Lawyers for two of the executives say there was no intent to steal the vehicles, which were recovered in Utah, Las Vegas, Wyoming and Nebraska.
But Scotts Bluff County authorities are treating this as a crime because of the questionable way the vehicles were moved and because Toyota Financing reported the cars stolen.
“It’s still very interesting and highly suspect,” John Childress, Scotts Bluff County’s chief deputy county attorney, said Friday.
Plus, an arrest warrant affidavit says controller Rachel Fait may have embezzled more than $46,000 from the dealership.
Fait, 37, and Legacy’s owner Allen Patch, 52, remained jailed in Tooele County, Utah, on Friday. They were arrested separately in Utah earlier this week and are both scheduled to appear in court on Tuesday.
The dealership’s 53-year-old general manager, Rick Covello, appeared in Scotts Bluff County Court Friday morning where his bond was set at $4,000. Covello posted bond and has been released from jail.
Covello’s Scottsbluff attorney, Stacy Nossaman-Petitt, said she believes the charges may eventually be dropped against her client once the case is sorted out.
“His position will be that this was an effort of his bosses to sell these vehicles and get out from under debt,” Nossaman-Petitt said.
Patch’s attorney, Robert Hughes of Salt Lake City, said his client believed he had a right to sell the vehicles, and he intended to pay Toyota for them once they were all sold.
Patch brought most of the cars back to Utah because he used to own several dealerships in that state and believed he could sell the cars more quickly and at a better price there, Hughes said.
The missing vehicles were all Fords and Toyotas. The Fords had been put on transporter trucks and taken away Saturday, and the Toyotas were shipped out late Monday.
Police got involved on Tuesday after a representative for Toyota Financing contacted police to report the vehicles stolen, according to an arrest warrant affidavit. Two employees of the dealership also contacted police that day with concerns, and the top three executives from the dealership disappeared after cleaning out their desks and homes in Scottsbluff.
A change-of-address form had also been filed to make Legacy Auto’s mailing address a post office box in Fort Collins, Colo.
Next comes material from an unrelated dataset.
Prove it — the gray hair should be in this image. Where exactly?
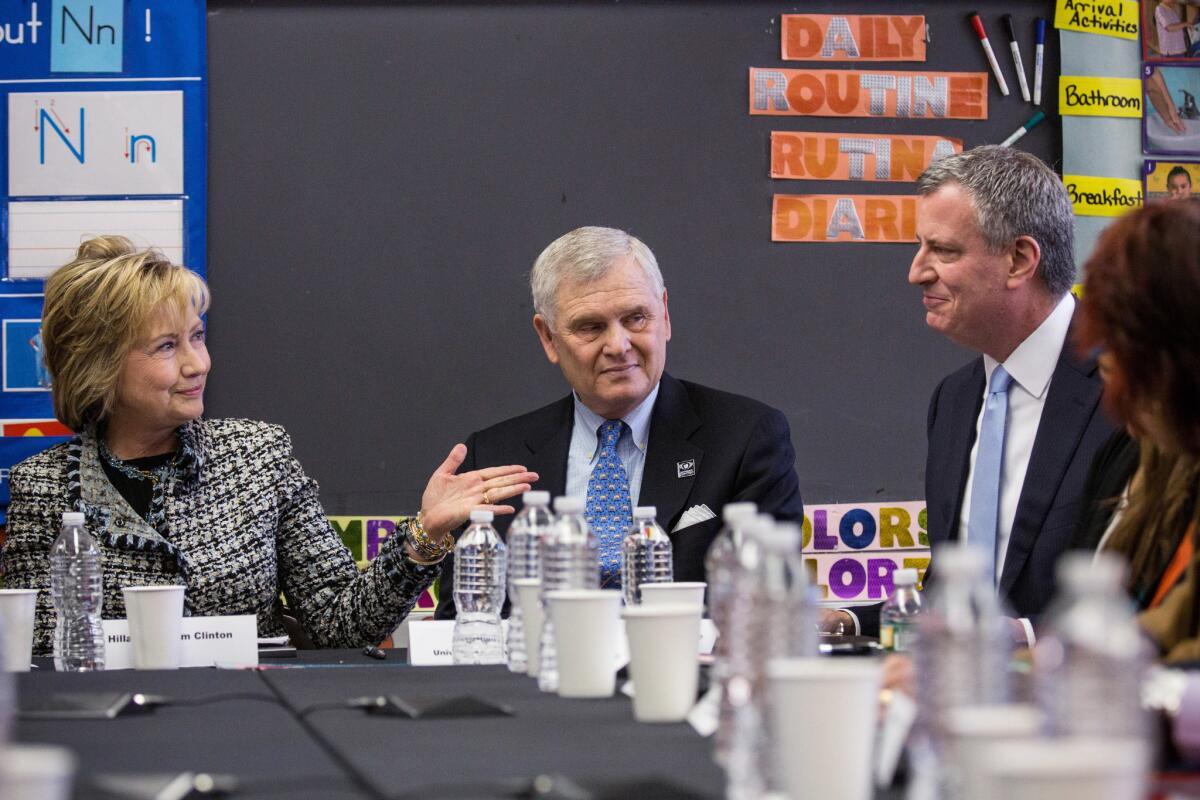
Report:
[917,145,1075,297]
[529,225,664,325]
The Toyota representative told police the only reason a car dealer would obtain temporary titles and remove vehicles from the lot, as Legacy did, would be “to run and convert them into cash,” according to the affidavit.
Childress said the total number of cars involved increased from 81 to 86 Friday because five more were found in Utah where the majority of the cars were taken.
Here’s a breakdown of where the cars were found: six were at the Scottsbluff airport; one was in the Wal-Mart parking lot in Evanston, Wyo.; a truckload of nine vehicles was in Las Vegas; Covello drove one to turn himself into Scottsbluff authorities; and the remaining 69 were at several dealerships in Utah.